A series of attacks and confrontations against Catholics in Venezuela has marked a renewed deterioration of relations between the Church and the national Government. Some Church leaders have openly speculated that the events could form part of a broader, coordinated campaign.
“These are not isolated events and sometimes we even ask ourselves to what extent this is a systematic campaign,” said retired Archbishop Ramon Ovidio Perez Morales of Los Teques, a town just outside of Caracas.
At San Pedro Claver church in Caracas in late January, a pro-government collective crashed Sunday Mass and shouted insults at Fr Angel Tornero before closing the doors, standing up near the altar, and prohibiting parishioners from leaving while further criticising the local priest.

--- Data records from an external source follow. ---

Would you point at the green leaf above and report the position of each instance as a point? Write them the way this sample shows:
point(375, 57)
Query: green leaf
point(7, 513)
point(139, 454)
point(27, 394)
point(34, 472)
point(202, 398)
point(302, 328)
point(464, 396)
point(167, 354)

Collectives are pro-Government groups that organise community events and social projects, but they also have been accused of intimidation and violence against those who oppose the Government.
“They started to shout insults, then would be calm, and then they would shout again,” said Maria Cisneros, who has attended the church for 20 years. She requested her name be changed for this story out of fear of retaliation.
“These were aggressive people, with aggressive vocabulary, using profanity, and they said all kinds of vulgarities; we felt very attacked,” she said.
Another churchgoer who witnessed the event but asked that her identity be concealed told Catholic News Service that the group of people, estimated at a couple dozen, shouted “devil in a cassock” and “fascist” at the priest. She said they claimed the priest had used the pulpit to criticise the government.
Picture: The exterior of San Pedro Claver church in Caracas, Venezeula. A series of attacks and confrontations against Catholics in Venezuela have marked a renewed deterioration of relations between the Church and the national Government (CNS photo/Cody Weddle).